To address the challenge of economic recession, the president will have to implement demand stimulating policies. Such policies include increased government spending as well as a reduction in taxes. Increased government spending includes implementing capital intensive projects such as infrastructure development, among others. Such projects will employ more citizens, hence reducing unemployment. An increase in employment rates will stimulate demand and help pull out the economy from the recession (Chappelow, 2020). Reducing taxation will have a similar impact, like increased spending.

Lastly, to encourage foreign investors to stay, the president should consider offering such firms tax reliefs and government subsidies.
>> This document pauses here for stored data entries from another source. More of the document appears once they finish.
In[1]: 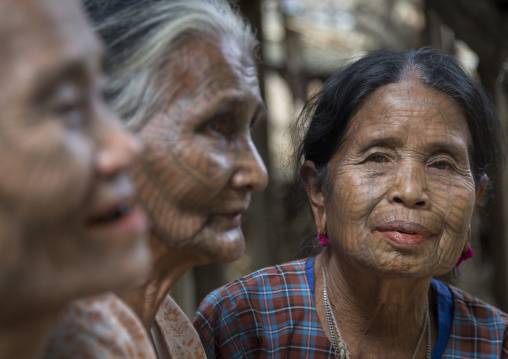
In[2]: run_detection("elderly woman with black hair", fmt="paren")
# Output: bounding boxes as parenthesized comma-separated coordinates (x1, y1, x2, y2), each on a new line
(194, 48, 508, 358)
(46, 0, 267, 358)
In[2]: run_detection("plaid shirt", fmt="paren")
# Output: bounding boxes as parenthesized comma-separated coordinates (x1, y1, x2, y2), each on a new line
(193, 258, 508, 358)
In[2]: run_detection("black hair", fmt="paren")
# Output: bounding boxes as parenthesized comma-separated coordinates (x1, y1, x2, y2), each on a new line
(294, 47, 503, 192)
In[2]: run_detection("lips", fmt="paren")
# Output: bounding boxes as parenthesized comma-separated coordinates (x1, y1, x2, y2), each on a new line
(374, 220, 435, 248)
(88, 200, 135, 225)
(212, 208, 246, 228)
(86, 197, 148, 241)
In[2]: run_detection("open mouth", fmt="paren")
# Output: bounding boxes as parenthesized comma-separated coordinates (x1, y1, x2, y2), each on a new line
(85, 200, 148, 241)
(395, 230, 416, 235)
(88, 202, 133, 225)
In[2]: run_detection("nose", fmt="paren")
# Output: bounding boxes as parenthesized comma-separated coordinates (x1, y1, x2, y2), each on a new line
(95, 109, 142, 177)
(230, 138, 268, 192)
(387, 162, 430, 209)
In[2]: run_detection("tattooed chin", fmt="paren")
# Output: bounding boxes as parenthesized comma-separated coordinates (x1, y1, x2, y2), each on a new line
(156, 217, 245, 263)
(191, 224, 245, 263)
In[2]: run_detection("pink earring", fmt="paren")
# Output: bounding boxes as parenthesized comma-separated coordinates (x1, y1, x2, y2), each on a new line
(316, 232, 330, 247)
(455, 246, 475, 267)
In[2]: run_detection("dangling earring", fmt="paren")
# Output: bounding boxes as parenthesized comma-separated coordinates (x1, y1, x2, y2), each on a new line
(455, 246, 475, 267)
(316, 232, 330, 247)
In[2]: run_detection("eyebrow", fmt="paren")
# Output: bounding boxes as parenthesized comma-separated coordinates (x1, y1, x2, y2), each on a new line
(358, 136, 403, 152)
(360, 135, 469, 160)
(31, 60, 87, 102)
(208, 94, 266, 121)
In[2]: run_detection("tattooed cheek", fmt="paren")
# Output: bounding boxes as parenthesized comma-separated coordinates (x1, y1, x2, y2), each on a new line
(365, 168, 394, 179)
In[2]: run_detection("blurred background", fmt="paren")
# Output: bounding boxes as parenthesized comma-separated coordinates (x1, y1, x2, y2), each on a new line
(172, 0, 508, 317)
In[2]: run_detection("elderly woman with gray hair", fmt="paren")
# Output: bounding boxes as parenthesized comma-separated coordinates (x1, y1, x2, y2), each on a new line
(46, 0, 268, 358)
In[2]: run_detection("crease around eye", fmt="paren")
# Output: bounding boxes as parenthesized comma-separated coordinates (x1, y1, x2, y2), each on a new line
(429, 160, 453, 170)
(365, 154, 389, 163)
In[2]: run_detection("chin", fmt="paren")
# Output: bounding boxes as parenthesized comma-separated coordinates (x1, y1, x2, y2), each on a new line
(88, 238, 152, 292)
(56, 237, 152, 303)
(195, 227, 246, 265)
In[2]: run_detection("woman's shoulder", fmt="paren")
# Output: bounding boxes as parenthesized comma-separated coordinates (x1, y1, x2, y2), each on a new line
(45, 293, 155, 359)
(193, 257, 314, 318)
(205, 258, 310, 301)
(192, 258, 319, 358)
(439, 280, 508, 328)
(433, 280, 508, 356)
Such a move will help them to become competitive and continue investing in the country. A combination of the above measures will help to pull the economy out of recession, reduce the deficit of payment, and promote foreign investment.

 

Question 2. Whether the Proliferation of Regional Trade Agreements in the Last Twenty years is a Good or Bad Thing

In the last twenty years, there has been an unprecedented increase in trade agreements between different countries and continents. That increase in trade deals has been fueled by the rise of globalization, which has made the world a virtual village. Globalization has facilitated the flow of capital, goods, and services across the globe, and that has made it necessary for nations to develop regional trade agreements and deals to govern trade between them. The rise of trade agreements has been both beneficial and detrimental to the nations’ economies. Therefore, it is both a good and a bad thing. On the positive side, regional trade agreements have helped to minimize trade wars, has expanded the scope of business through access to regional markets, and has helped to remove trade barriers between nations. On the contrary, regional trade agreements have led to some of the participating nations lose competitive advantage and has promoted outsourcing, which leads to unemployment in the host country (Fletcher, 2009). However, the benefits of regional trade agreements outweigh the disadvantages, and therefore, trade agreements are a good thing.

Trade agreements have helped to minimize trade wars between nations. For instance, the US has been in trade agreements such as NAFTA, TPP, among others. However, the current president’s threats and initiative to withdraw from these agreements have resulted in trading wars with other nations and especially China. As a result, the US has imposed tariffs on Chinese imports, and China has responded by equally imposing tariffs (Chad & Douglas, 2020). Such acts result in unnecessary trade wars. Its, therefore, justified to state that trade agreements are good.

Regional agreements are useful since they allow firms to have access to a broader market. As illustrated by Chad and Douglas (2020), US firms have been able to access the over 1.4 billion Chinese market, thanks to existing trade agreements. Trade agreements allow nations to reach markets outside their local setups, and this leads to more significant profit margins hence economic growth. Regional agreements have prompted countries to scrap tariffs on members, thus easing trade between the nations.

On the contrary, trade agreements have led to countries losing competitive advantage. It has increased competition by opening up a country’s economy to external goods. Increased competition is detrimental to local firms. Besides, trade agreements have allowed firms to outsource cheap labor from neighboring nations (Fletcher, 2009). Such an act leads to the loss of jobs in the country the firm is located. Therefore, in such a situation, trade agreements are bad for the economy. Nevertheless, the benefits of trade agreements are more than the shortcomings, and therefore, the increase in trade agreements in the last twenty years has been a good thing.

 

References

Chad, B.P., and Douglas, A.I. (2020). Trump’s assault on the global trading system: And why decoupling from China will change everything. World Trade Organization.

Chappelow, J. (2020). Guide to economic recession: Fiscal policy. Investopedia. https://www.investopedia.com/terms/f/fiscalpolicy.asp

Fletcher, I. (2009). Free trade doesn’t work: What should replace it? US business & Industry Council.